People who hold this view tend to use Muslim extremism and selectively violent passages from the Qur’an as evidence that Islam promotes violence, Lloyd-Moffett said. In reality, violent Muslim extremists account for a negligible fraction of the Muslim population, and the Qur’an’s violent texts are usually used out-of-context.
“There seems to be an assumption grounded in a general ignorance of Islam that these isolated texts you pull out must be the center,” he said. “But when you pull out similar texts from Christianity and Judaism, people just say, ‘That’s only applicable to the time and place.’”
Almost all major religions have some violent elements in their sacred texts, Lloyd-Moffett said.

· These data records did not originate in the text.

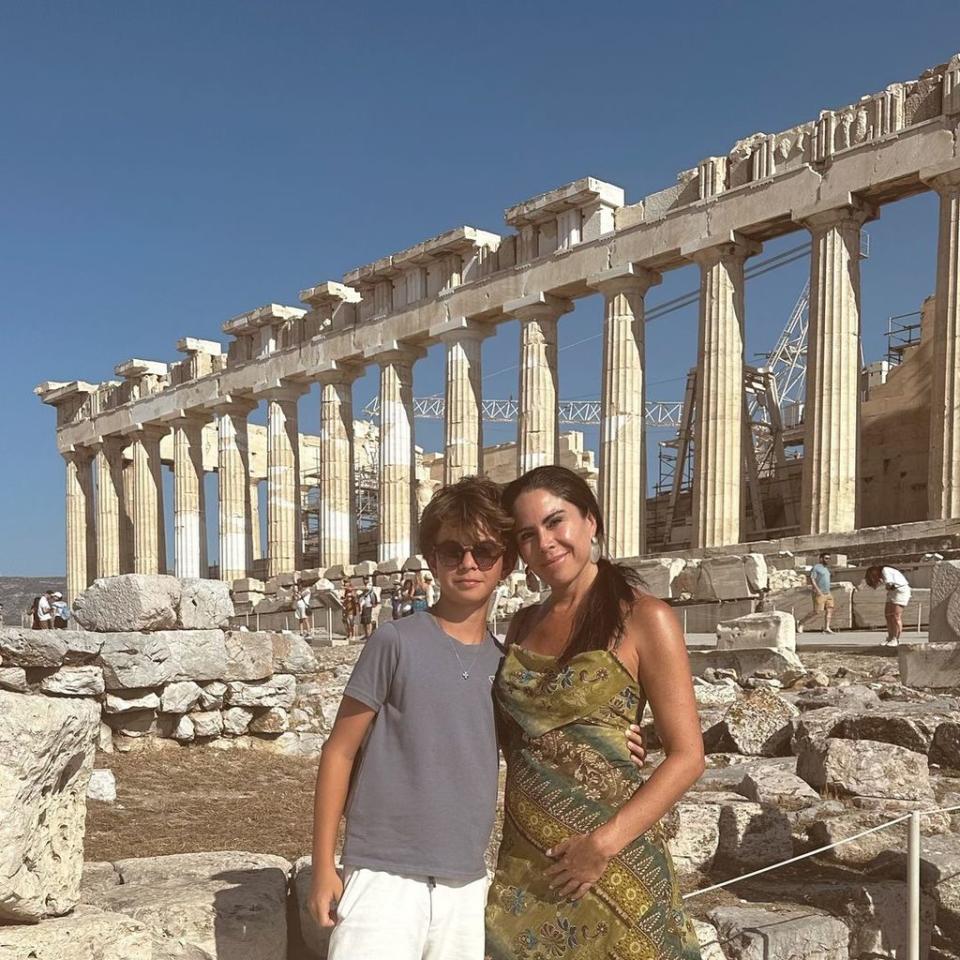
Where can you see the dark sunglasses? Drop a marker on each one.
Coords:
(451, 554)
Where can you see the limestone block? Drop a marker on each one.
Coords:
(752, 835)
(198, 655)
(865, 768)
(934, 666)
(230, 905)
(13, 678)
(758, 724)
(778, 932)
(723, 578)
(47, 747)
(660, 575)
(132, 661)
(74, 682)
(773, 631)
(102, 786)
(279, 691)
(204, 604)
(799, 602)
(31, 648)
(87, 933)
(131, 601)
(291, 654)
(249, 655)
(180, 697)
(130, 701)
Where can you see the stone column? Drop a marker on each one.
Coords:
(337, 530)
(463, 413)
(623, 462)
(538, 439)
(81, 538)
(233, 466)
(398, 499)
(828, 499)
(108, 466)
(149, 538)
(943, 485)
(718, 430)
(189, 507)
(283, 480)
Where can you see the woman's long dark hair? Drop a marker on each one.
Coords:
(600, 621)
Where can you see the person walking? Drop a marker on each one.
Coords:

“I don’t think there’s anything in the Islamic tradition that would advocate violence more than other traditions,” he said. “And historically speaking, Christians have killed many more than Muslims ever have. But we’re at an era of development in Islam where they’re really struggling to figure out how they fit into the world, and part of the reaction to those developments has been this fundamentalist extremist element.”
Kolkailah emphasized that in Islam, it is never okay to kill innocent people. However, the violent actions of a few Muslim extremists have come to represent Islam as a whole.
“Recently, after the Charlie Hebdo tragedy, as I walked around campus I could tell who’s been watching the news and scapegoating Muslims,” she said. “You can see in people’s eyes, the way they narrow their eyes at me and look at me as if I’m somehow personally responsible for what these crazy people did halfway across the world.”
Lloyd-Moffett said those who want to learn more about Islam should simply talk to a Muslim about the faith.
“Muslims are in a different place because Christians don’t need to explain their religion to anyone,” he said. “Muslims are in a place where since 9/11, they’ve spent a decade explaining their religion to everybody. And most of them are pretty good. They welcome it.”
A previous version of this story said the list was of four misconceptions, not five.